Unprecedented secrecy has accompanied the largest roundup of Americans since the Palmer raids in the 1920s and the internment of 120,000 Japanese-Americans in World War II. The Justice Department has arrested or detained an estimated 800-plus Middle Easterners and Arab-Americans in this country alone. Yet information about charges or suspicions has not been available, suspects’ and witnesses’ names have been withheld, search warrants have been sealed, court appearances have been closed, and gag orders have muzzled lawyers.
Both houses of Congress are poised to pass legislation providing expanded powers for government authorities to monitor telephone, e-mail and Internet traffic, thus chilling press sources, journalists’ ability to do their job, and ordinary citizens’ right to anonymous speech. Legislative efforts to protect companies reporting computer vulnerabilities to federal agencies would blow a gaping hole in the Freedom of Information Act. In the House, a bill described by opponents as an “official secrets act” would make felons of government whistleblowers and witnesses or co-conspirators of journalists.
Members of the public also have joined the war on journalism. Readers, listeners and viewers are telling the news media that they shouldn’t be covering the nation’s vulnerabilities to biological, chemical, nuclear and infrastructure terrorism and sabotage. Many have questioned the patriotism of journalists who raised questions about the whereabouts of the president or vice president. CNN has been criticized for its efforts to get bin Laden to answer six questions. Twenty journalists who toured a bombing site in Afghanistan at the invitation of the Taliban also were critcized. A CNN/Times poll found that 72% of Americans felt that withholding of information from the news media was not a problem.

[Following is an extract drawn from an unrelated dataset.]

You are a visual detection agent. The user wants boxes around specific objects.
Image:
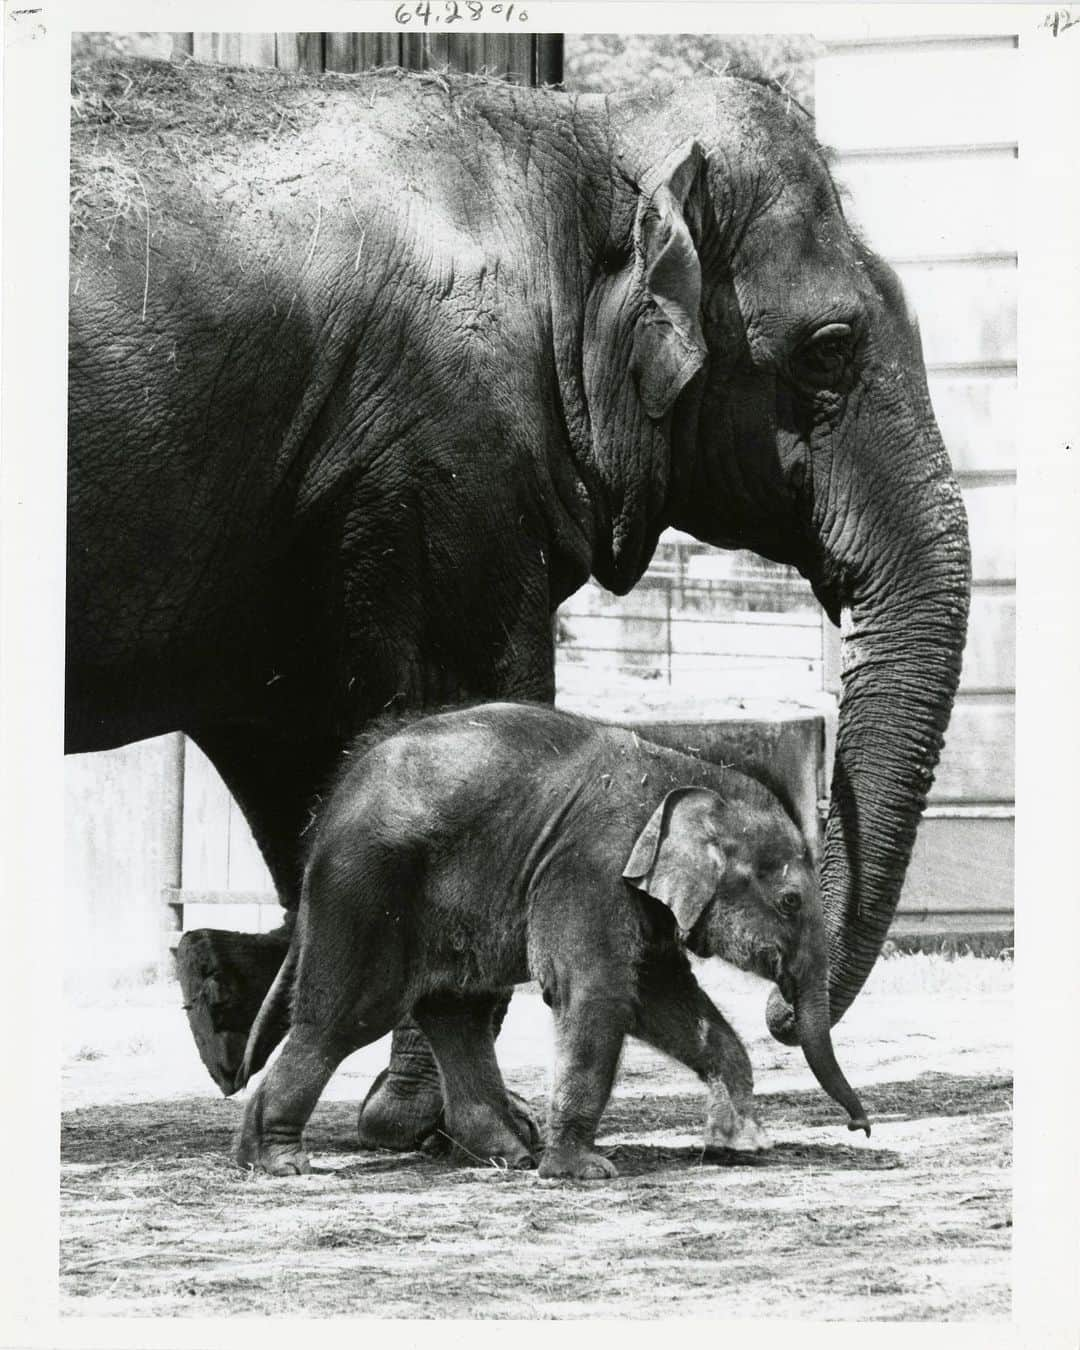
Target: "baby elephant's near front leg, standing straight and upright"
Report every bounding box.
[540,973,633,1181]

Finally, journalists themselves have engaged in self-censorship or pressure on peers. Newspapers in Oregon and Texas fired columnists for criticizing the president. A consortium of major news organizations postponed indefinitely publication of a $1 million analysis of ballots from last fall’s presidential election in Florida. On Oct. 8, CNN Airport Network cut off in mid-sentence a report on its airport monitors about a passenger rushing the cockpit in a Chicago-bound plane.
All of this severely constricts the flow of information to the American public. Information is not only a guarantor of our freedom, but also of our security. For example, lack of information was a significant factor in the systemic government failure to act on national security threats that led to the horrors of Sept. 11. Federal agencies and their congressional overseers failed to see or address the lapses that left Americans exposed to terrorism. That is because federal agencies failed to share information with one another, with congressional committees, with the press and with the American people.
Sadly, that is also because the press and the public failed to demand that information.
Apparently, our leaders and many of our citizens continue to believe that we should put our primary trust in secrecy and ignorance. Thus, we are not demanding more information, but less. We prefer a kinder, gentler press to a more vigilant press.
That is a very dangerous mindset. When information grows scant and the press grows timid, punditry and prattle rush to fill the credible-information void. Paranoia, panic and poor policies are the likely result.
As we discovered during the days immediately after the attacks on the World Trade Center, the Pentagon and four airliners, the press is most valuable during times of national crisis. It provides immediate information, accurate accounts and a podium from which public officials can speak to Americans, as well as the rest of the world. More important, the press helps a nation engage in a conversation with itself, rebuilding the sense of community and dispelling rumor with fact.
That’s exactly why the framers of our Constitution arranged for the press in America to be free and independent and, yes, to tell us scary things when warranted. Living free means living in the sunlight. Otherwise we are destined to slink about in the shadows like our enemies.
Being unaware of danger is not the same thing as being safe from danger.